Dua pegawai Komisi Pemberantasan Korupsi mengambil sejumlah barang bukti kasus dugaan suap di lingkungan Kementerian Agraria dan Tata Ruang/Badan Pertanahan Nasional dalam konferensi pers di Gedung Merah Putih KPK, Jakarta, Selasa (15/9/2026). Foto: ANTARA TODAYNEWS.ID – Komisi Pemberantasan Korupsi (KPK) menduga empat dari delapan tersangka dalam kasus dugaan suap di lingkungan Kementerian Agraria dan Tata Ruang/Badan Pertanahan Nasional (ATR/BPN) merupakan orang kepercayaan Menteri ATR/BPN Nusron Wahid.
Pelaksana Tugas Direktur Penyidikan KPK Achmad Taufik Husein menyebut keempat tersangka tersebut yakni mantan Bupati Kebumen Arif Sugiyanto (ARF), Ketua DPP Partai Golkar Fahd El Fouz alias Fahd Arafiq (FEZ), Erwin (ERW), dan Muhammad Fakhry (MF).
“ERW selaku pihak swasta yang diduga sebagai orang kepercayaan menteri, dan terakhir MF selaku pihak swasta yang diduga juga sebagai orang kepercayaan menteri,” kata Taufik di Gedung Merah Putih KPK, Jakarta, Selasa.

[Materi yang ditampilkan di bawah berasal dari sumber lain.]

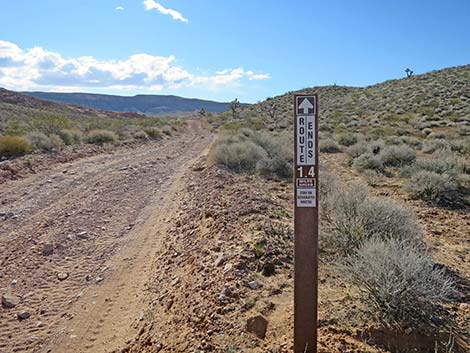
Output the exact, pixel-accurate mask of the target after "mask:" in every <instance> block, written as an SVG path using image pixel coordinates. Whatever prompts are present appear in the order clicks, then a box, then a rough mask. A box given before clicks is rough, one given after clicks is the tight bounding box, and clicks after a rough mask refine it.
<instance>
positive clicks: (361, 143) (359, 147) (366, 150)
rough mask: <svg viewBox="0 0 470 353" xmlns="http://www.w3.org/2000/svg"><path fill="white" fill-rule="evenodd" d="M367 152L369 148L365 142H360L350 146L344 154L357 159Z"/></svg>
mask: <svg viewBox="0 0 470 353" xmlns="http://www.w3.org/2000/svg"><path fill="white" fill-rule="evenodd" d="M367 152H369V146H368V144H367V142H365V141H360V142H358V143H356V144H354V145H352V146H349V148H348V149H347V150H346V153H347V154H348V156H350V157H351V158H357V157H359V156H361V155H363V154H364V153H367Z"/></svg>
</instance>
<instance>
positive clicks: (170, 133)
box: [162, 125, 173, 136]
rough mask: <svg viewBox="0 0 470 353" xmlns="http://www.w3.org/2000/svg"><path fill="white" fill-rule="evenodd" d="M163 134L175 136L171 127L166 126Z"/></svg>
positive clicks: (163, 127) (164, 126)
mask: <svg viewBox="0 0 470 353" xmlns="http://www.w3.org/2000/svg"><path fill="white" fill-rule="evenodd" d="M162 132H163V133H164V134H165V135H167V136H171V135H173V131H172V129H171V126H169V125H165V126H164V127H163V128H162Z"/></svg>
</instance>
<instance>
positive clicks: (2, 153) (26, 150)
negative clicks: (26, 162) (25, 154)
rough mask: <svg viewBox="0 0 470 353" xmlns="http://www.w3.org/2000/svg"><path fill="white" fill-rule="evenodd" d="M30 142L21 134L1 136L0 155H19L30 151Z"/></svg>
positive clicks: (21, 155)
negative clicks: (21, 134)
mask: <svg viewBox="0 0 470 353" xmlns="http://www.w3.org/2000/svg"><path fill="white" fill-rule="evenodd" d="M29 149H30V144H29V142H28V140H27V139H25V138H24V137H20V136H0V157H6V158H11V157H18V156H22V155H24V154H26V153H28V151H29Z"/></svg>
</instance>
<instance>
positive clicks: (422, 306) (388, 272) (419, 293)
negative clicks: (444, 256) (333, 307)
mask: <svg viewBox="0 0 470 353" xmlns="http://www.w3.org/2000/svg"><path fill="white" fill-rule="evenodd" d="M340 268H341V270H342V271H341V272H342V273H343V274H344V276H346V277H347V278H349V279H350V280H351V281H352V283H354V284H355V285H357V286H358V287H359V288H360V289H361V290H362V291H364V292H365V293H366V294H367V295H368V298H369V299H370V300H368V301H367V303H369V305H370V306H371V308H372V310H373V311H374V312H376V313H377V314H378V315H379V317H380V318H381V320H382V321H384V322H387V323H392V324H399V325H401V326H408V325H410V324H420V323H426V324H428V323H429V322H430V320H431V318H432V317H433V316H436V315H438V314H437V313H438V311H439V309H440V304H441V303H443V302H445V301H447V300H448V299H449V298H450V297H451V295H452V294H453V293H454V291H455V289H454V288H455V283H454V282H453V280H452V279H451V278H450V277H449V276H448V275H447V273H446V271H445V269H444V268H441V267H439V266H436V264H435V263H434V262H433V261H432V258H431V256H430V255H428V254H427V253H426V252H424V251H422V249H421V248H420V247H416V246H413V245H410V244H409V243H407V242H401V241H398V240H394V239H390V240H385V241H384V240H381V239H377V238H373V239H370V240H367V241H365V242H364V243H363V244H361V246H360V247H359V249H358V250H357V252H355V253H354V254H352V255H350V256H349V257H348V258H347V259H346V261H345V262H344V264H343V265H342V266H341V267H340Z"/></svg>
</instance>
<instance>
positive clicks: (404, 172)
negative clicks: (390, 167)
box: [400, 153, 465, 178]
mask: <svg viewBox="0 0 470 353" xmlns="http://www.w3.org/2000/svg"><path fill="white" fill-rule="evenodd" d="M423 170H424V171H428V172H433V173H437V174H447V175H449V176H450V177H452V178H456V177H458V175H459V174H462V173H464V172H465V162H464V160H463V159H460V158H458V157H457V156H455V155H453V154H451V153H439V154H438V155H437V156H436V158H434V159H418V160H416V161H415V162H414V163H413V164H412V165H409V166H406V167H404V168H403V169H402V170H401V172H400V176H402V177H407V178H409V177H411V176H413V175H415V174H416V173H418V172H420V171H423Z"/></svg>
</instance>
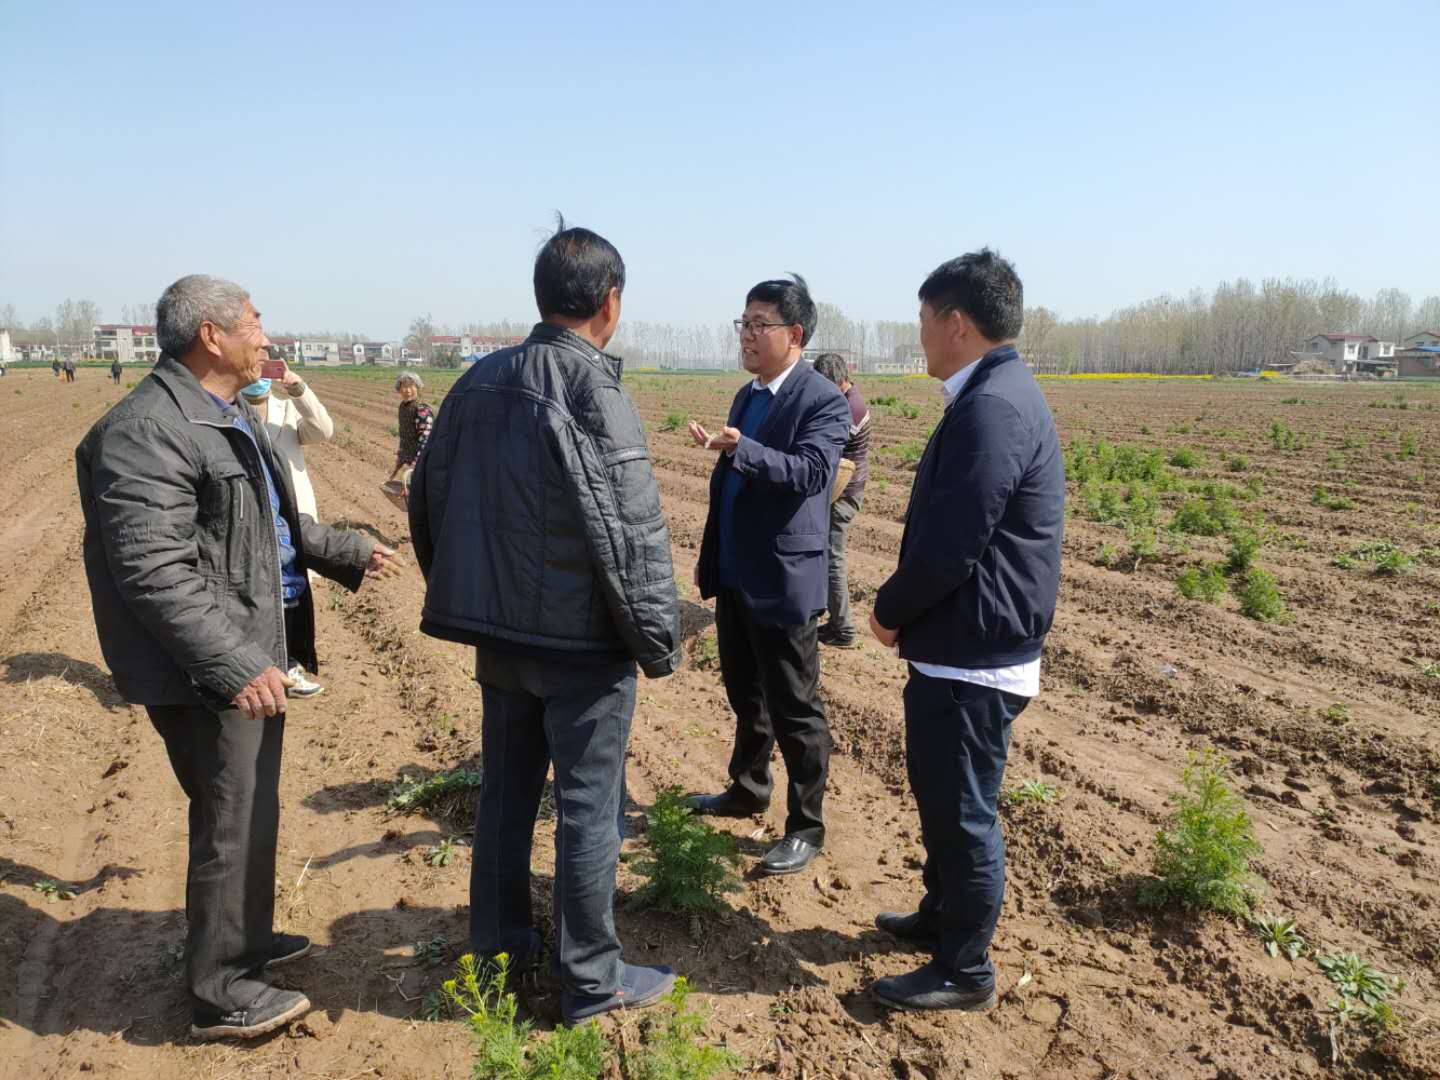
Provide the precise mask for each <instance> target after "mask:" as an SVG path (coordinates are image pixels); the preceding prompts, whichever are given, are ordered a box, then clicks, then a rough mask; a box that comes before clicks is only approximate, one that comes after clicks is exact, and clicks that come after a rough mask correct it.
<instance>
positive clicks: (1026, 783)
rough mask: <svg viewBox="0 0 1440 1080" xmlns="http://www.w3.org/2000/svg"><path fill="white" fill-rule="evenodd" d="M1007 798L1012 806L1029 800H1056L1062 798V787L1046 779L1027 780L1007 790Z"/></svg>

Sebelumnya, KPK menggelar operasi tangkap tangan (OTT) di wilayah Jabodetabek pada 14 September 2026. Operasi tersebut kemudian berlanjut dengan penetapan delapan orang sebagai tersangka pada 15 September 2026.
OTT tersebut berkaitan dengan dugaan korupsi dalam pengurusan hak guna bangunan (HGB) PT Summarecon Agung Tbk di Kabupaten Bogor, Jawa Barat. Perkara itu disebut bermula dari pengurusan pembukaan blokir dan pemecahan sertifikat HGB milik perusahaan.
Sehari setelah OTT, KPK menetapkan delapan orang sebagai tersangka. Mereka di antaranya Direktur Jenderal Pengendalian dan Penertiban Tanah dan Ruang Kementerian ATR/BPN Lampri serta Kepala Kantor Pertanahan Kabupaten Bogor I Sontang Coin Manurung.
Selain itu, KPK menetapkan Presiden Direktur PT Summarecon Agung Tbk Adrianto Pitojo Adhi, Rizal Pahlevi selaku pihak swasta, serta Arif Sugiyanto, Fahd Arafiq, Erwin, dan Muhammad Fakhry sebagai tersangka dalam perkara tersebut.